Since they had just enjoyed a long weekend, the Bucs actually practiced a little more rigorously this Monday than they will during most regular season weeks. There was an emphasis on individual drills, but still enough time worked in for seven-on-seven and team periods. Dungy could feel the excitement building and says it will be even higher on Wednesday, when they start actively preparing for the Patriots.
"Starting Wednesday's practice, guys really get geared up," said Dungy. "They know it counts, they know the stakes go up, they know we've got the group that we're going to go to battle with. Wednesday's practice is the first true excitement of the year in their minds."
The players will have Tuesday off, as usual, then return for a two-hour afternoon practice, and a full schedule of meetings on Wednesday.
Tampa Bay used this final restful weekend to evaluate some key players' injury status. At practice Monday morning, TE Patrick Hape watched from the sideline and S Damien Robinson participated but was given periods off. Both are in good health, according to Dungy.
Hape was not held out because of any returning pain in his foot. "Not really," said Dungy. "We just felt since we played on Friday, if we give him four straight days off, maybe we can get over it completely. That was the theory behind it…it was more precautionary than anything."
Robinson played in his first preseason contest last Friday after spending most of August recovering from a hamstring injury. He made it through the game without incident and appears to be fine for the opener.
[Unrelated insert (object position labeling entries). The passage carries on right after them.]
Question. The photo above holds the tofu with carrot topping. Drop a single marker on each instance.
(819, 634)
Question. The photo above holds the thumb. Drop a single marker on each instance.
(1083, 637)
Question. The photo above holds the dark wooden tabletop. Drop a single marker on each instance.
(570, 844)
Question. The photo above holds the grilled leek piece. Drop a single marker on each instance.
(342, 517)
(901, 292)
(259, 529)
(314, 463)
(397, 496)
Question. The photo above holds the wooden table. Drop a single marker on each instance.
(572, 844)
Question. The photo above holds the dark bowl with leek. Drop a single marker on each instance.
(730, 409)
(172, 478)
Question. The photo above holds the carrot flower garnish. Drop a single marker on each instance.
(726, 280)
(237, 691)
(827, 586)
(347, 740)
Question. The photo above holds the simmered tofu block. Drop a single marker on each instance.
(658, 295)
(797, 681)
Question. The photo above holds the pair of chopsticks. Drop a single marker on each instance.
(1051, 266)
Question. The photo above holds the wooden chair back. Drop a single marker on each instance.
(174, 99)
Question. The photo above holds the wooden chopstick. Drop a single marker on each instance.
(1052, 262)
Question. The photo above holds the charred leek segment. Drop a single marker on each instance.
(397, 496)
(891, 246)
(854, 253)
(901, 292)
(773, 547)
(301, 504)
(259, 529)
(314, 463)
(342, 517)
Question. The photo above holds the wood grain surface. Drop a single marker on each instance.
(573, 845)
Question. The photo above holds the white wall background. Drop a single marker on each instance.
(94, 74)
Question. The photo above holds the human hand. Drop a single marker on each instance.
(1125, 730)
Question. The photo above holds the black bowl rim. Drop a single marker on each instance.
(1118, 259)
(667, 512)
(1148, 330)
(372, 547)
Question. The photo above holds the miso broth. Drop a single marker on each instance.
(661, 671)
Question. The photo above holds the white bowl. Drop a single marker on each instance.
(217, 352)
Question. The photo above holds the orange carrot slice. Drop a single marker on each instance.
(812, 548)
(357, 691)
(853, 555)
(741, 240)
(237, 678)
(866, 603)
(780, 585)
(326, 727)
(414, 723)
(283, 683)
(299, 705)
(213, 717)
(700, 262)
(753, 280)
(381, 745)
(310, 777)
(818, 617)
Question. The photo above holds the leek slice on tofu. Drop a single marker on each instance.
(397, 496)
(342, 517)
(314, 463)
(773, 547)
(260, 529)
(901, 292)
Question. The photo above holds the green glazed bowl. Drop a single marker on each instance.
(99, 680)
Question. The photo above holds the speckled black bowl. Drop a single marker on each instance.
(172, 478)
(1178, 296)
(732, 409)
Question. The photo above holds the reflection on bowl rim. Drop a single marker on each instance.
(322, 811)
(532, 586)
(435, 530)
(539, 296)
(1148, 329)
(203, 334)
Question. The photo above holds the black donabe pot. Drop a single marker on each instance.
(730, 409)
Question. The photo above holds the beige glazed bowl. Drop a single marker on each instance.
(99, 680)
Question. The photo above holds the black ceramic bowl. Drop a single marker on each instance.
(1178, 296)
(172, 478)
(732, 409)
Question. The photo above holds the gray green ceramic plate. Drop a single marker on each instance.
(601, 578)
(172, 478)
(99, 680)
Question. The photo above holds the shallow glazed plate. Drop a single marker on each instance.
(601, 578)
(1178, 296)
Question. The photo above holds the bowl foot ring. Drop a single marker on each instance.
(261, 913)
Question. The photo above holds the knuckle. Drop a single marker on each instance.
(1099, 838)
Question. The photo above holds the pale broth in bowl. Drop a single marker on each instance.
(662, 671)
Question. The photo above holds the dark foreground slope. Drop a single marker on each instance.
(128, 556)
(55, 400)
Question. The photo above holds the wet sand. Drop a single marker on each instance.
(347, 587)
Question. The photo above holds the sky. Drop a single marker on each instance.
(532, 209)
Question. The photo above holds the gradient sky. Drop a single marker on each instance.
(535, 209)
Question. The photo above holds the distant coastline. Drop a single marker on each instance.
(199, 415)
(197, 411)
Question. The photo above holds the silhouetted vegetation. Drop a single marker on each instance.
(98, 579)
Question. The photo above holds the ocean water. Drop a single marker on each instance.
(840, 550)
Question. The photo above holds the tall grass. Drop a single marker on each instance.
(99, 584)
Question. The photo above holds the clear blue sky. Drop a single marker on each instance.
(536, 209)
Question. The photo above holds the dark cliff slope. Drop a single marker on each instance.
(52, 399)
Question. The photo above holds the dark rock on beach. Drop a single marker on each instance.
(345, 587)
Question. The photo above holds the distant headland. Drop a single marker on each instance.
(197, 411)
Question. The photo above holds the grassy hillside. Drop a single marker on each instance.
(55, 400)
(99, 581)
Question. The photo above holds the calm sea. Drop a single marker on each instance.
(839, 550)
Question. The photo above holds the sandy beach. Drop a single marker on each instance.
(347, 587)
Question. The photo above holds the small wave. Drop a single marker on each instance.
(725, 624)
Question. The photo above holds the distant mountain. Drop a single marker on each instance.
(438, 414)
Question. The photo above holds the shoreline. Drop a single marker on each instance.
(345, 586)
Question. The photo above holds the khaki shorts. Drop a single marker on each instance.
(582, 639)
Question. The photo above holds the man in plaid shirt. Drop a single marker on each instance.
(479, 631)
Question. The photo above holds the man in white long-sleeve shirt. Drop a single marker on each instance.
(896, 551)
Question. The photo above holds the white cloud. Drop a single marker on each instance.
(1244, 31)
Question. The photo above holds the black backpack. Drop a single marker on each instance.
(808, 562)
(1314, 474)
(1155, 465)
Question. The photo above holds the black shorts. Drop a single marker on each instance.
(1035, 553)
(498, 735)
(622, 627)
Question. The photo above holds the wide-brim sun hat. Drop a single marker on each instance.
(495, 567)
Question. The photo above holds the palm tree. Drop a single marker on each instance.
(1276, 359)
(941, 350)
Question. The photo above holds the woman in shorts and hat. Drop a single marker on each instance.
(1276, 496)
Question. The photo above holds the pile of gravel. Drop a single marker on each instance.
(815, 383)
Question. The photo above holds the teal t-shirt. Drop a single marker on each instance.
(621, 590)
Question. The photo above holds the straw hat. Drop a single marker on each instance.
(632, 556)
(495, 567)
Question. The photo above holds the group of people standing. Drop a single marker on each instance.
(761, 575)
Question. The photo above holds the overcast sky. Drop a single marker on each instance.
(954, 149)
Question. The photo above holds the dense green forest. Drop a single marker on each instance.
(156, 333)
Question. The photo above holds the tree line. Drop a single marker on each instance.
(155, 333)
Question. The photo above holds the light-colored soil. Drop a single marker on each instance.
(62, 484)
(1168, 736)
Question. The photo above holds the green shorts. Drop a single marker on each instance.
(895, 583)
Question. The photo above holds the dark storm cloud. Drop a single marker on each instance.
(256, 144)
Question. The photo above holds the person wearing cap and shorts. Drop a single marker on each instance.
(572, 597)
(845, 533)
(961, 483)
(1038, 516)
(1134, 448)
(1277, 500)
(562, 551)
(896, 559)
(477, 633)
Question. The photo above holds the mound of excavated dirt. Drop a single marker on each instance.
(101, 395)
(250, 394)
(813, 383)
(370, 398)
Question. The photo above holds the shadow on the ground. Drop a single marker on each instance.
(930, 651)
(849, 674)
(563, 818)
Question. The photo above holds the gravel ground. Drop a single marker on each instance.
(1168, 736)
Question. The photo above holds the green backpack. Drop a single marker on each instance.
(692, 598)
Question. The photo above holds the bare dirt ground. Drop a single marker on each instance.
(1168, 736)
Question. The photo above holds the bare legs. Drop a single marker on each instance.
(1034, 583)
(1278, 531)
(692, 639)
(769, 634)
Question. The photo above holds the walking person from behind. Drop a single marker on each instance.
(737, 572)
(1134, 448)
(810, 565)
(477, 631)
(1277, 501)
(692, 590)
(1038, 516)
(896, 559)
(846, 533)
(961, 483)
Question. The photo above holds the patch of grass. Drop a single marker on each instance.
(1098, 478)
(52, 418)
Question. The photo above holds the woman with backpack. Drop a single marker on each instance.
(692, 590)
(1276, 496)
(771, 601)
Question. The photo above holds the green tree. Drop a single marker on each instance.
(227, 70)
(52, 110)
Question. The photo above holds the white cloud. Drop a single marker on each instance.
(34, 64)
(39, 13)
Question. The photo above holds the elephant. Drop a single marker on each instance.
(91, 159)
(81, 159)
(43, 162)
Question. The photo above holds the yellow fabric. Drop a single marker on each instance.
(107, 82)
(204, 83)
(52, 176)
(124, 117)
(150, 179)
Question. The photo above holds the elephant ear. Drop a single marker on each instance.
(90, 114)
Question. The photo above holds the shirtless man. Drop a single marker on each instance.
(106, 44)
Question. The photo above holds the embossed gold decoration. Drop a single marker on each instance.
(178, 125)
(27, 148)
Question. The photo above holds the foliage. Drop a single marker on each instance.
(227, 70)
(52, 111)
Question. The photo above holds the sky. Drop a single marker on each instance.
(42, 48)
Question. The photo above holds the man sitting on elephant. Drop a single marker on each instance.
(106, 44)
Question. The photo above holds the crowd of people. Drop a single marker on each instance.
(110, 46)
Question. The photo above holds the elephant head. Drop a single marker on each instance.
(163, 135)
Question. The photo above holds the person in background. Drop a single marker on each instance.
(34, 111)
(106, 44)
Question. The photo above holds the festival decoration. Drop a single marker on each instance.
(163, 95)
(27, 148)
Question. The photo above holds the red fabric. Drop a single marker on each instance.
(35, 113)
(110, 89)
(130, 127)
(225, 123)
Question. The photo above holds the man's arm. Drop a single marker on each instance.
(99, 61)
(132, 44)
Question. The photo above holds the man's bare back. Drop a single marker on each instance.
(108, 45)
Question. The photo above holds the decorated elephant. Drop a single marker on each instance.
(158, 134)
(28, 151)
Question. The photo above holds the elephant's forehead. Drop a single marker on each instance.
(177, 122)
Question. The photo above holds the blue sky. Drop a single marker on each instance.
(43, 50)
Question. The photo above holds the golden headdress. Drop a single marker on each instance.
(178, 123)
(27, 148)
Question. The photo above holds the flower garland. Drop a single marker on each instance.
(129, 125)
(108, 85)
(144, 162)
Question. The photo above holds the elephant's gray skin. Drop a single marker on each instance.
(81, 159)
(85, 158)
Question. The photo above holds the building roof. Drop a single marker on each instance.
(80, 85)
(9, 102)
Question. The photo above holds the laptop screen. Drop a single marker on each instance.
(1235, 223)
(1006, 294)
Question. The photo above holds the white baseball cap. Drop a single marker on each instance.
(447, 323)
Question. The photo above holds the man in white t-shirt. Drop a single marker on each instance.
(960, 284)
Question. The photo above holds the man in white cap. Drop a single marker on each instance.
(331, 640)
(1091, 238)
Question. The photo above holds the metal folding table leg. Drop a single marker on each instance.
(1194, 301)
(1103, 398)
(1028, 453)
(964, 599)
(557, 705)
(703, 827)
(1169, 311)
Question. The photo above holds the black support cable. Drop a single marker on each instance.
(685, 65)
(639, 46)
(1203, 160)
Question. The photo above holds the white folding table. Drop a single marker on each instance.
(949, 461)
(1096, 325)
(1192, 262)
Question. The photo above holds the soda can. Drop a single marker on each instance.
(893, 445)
"He seems to be (okay)," said Dungy. "He had some light running today and really three days off between the last game and now. His conditioning will be the factor. We probably still won't plan on him playing the entire game. But we think he's going to be fine."
Dungy indicated that rookie safety David Gibson, the team's sixth-round draft choice in April, would be the player to come in at free safety and spell Robinson in New England.
Gibson's early work is necessary because Robinson's anticipated backup, second-year player Dexter Jackson, is still recovering from a severe ankle sprain suffered at Miami on August 10. However, Dungy said on Monday that Jackson is actually healing quicker than expected.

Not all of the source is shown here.